= Mazen al-Tumeizi =

Mazen al-Tumeizi (مازن الطميزي also transliterated Mazen Tumesi, c. July 5, 1979 - September 12, 2004) was a Palestinian journalist, killed on-camera in Baghdad, Iraq by U.S. helicopter gunfire while covering the Haifa Street helicopter incident. He was the 20th journalist killed in Iraq in 2004, and the third from Al Arabiya.

Tumeizi, a Palestinian reporter, was covering a group of Iraqis ululating around the wreckage of a U.S. Bradley Fighting Vehicle that had been recently abandoned after suffering damage from an improvised roadside bomb attack. A loud explosion can then be heard, followed by layers of smoke and debris. Tumeizi collapses from the impact, falling toward the camera, and the camera's lens is spattered with his blood as he falls. The cameraman (identified by Tumeizi as "Seif") loses focus, but Tumeizi's last words are captured in the camera's audio feed: I'm going to die. I'm going to die. Seif. Seif. I'm going to die. "Seif" would later be identified as Reuters camera operator Seif Fouad, who was also injured in a subsequent rocket strike.

== Reactions ==
International news agencies reported that Tumeizi began filming the abandoned vehicle's location three hours after it had been ambushed, a claim disputed by the U.S. military. The official military report places the time of the helicopter strike only 40 minutes after the Bradley being ambushed, and states that the airstrike on the wrecked Bradley was called "to prevent looting and harm to the Iraqi people."

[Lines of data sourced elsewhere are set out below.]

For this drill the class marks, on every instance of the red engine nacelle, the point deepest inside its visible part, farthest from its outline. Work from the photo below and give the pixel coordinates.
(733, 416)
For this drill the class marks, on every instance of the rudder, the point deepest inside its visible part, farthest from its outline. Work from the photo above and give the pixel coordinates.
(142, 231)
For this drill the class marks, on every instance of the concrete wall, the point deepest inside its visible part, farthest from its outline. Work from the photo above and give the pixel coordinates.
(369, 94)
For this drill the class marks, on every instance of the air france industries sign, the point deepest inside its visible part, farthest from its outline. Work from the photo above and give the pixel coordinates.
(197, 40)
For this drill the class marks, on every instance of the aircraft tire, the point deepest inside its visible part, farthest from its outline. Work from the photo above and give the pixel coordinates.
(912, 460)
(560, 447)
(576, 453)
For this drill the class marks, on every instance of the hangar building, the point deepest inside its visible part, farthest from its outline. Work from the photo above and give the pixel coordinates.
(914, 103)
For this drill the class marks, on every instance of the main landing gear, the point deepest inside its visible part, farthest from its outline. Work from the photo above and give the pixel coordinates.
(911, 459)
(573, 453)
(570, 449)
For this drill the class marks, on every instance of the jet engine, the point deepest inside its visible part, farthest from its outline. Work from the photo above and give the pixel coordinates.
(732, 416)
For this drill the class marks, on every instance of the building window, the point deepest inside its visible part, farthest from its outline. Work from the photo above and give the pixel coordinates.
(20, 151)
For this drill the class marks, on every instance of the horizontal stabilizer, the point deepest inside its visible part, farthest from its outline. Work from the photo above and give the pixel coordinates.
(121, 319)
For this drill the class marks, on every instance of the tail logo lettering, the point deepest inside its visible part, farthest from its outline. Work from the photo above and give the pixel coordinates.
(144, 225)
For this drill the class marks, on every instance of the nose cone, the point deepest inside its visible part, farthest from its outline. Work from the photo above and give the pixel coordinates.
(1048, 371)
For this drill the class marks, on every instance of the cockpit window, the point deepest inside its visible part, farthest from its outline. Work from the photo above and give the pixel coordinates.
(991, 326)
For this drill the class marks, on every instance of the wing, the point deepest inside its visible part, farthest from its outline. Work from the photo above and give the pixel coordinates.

Tumeizi's colleague, Najwa Qassem, contrasted the US response in this killing to that of two other Al Arabiya reporters. She said that in the first two instances, the US was more apologetic, but that in this case, they declined to issue any official statement and said on the phone that Tumeizi was "one of the terrorists." Naim Tubasi, chief of the Palestinian Journalists' Union, suggested Tumeizi's killing was the result of deliberate targeting of Arab journalists in Iraq, and called Tumeizi's killing "one more American crime in Iraq."